Mieten steigen doppelt so hoch wie Inflation

Die heute präsentierten neuesten Zahlen der Statistik Austria zur Inflation zeigen aus SPÖ-Sicht einmal mehr den politischen Handlungsbedarf beim Thema Wohnen auf. Während die allgemeine Teuerung im Jänner 2014 mit +1,5 Prozent sogar niedriger als jene des Dezembers 2013 (+1,9 Prozent) ausfiel, gingen die Mietkosten gleich um +2,8 Prozent in die Höhe. „Mit der hohen Teuerung können sich immer mehr OberösterreicherInnen die Wohnkosten nicht mehr leisten. Deswegen brauchen wir eine Wohnbauoffensive und klare Regeln für Mietzinsobergrenzen. Sowohl Landeshauptmann Pühringer wie auch Wohnbaulandesrat Haimbuchner sind dringend aufgefordert, die SPÖ-Konzepte umzusetzen!“, so SPÖ-Konsumentenschutzsprecherin Landtagsabgeordnete Roswitha Bauer.

Seit Jahren schon gehen die Mietpreise aufgrund eines verknappten geförderten Wohnungsangebotes rasant nach oben.

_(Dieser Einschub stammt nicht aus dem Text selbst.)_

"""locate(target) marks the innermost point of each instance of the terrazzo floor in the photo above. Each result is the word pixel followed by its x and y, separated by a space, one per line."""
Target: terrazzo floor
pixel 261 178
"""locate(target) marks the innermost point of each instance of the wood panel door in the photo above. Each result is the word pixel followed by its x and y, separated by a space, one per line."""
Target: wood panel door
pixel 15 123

Im vergangenen Jänner mit +2,8 Prozent nahezu um die doppelte Inflationsrate. Galoppierende Grundstückspreise tragen ihr Übriges dazu bei, dass der Mietaufwand ein immer größer werdendes Loch in die Haushaltskassen der MieterInnen reißt. Die SPÖ weiß seit jeher um diese wirtschaftlichen Zusammenhänge, ihre Gründe und Auswirkungen. Sie hat mit einer ganzen Reihe an Initiativanträgen Handlungsvorschläge aufgezeigt.

„Unsere handfesten Konzepte für eine Senkung der Wohnungsausgaben stehen schon seit Jahren im Raum. Bislang wurden sie von Pühringer und Haimbuchner ignoriert und von ihren Parteien auf Landtagsebene abgelehnt. Die beiden wären gut beraten, diese Ideen für zusätzlichen geförderten Wohnraum, Senkung der Mietpreise und der Grundstückskosten endlich anzuerkennen und aufzugreifen. Die derzeitige immer ernster werdende Situation am Wohnungsmarkt bestätigt leider unsere Erwartungen, dass es ohne entschlossenes politisches Handeln zu keiner Entlastung der MieterInnen kommt“, hält Bauer fest.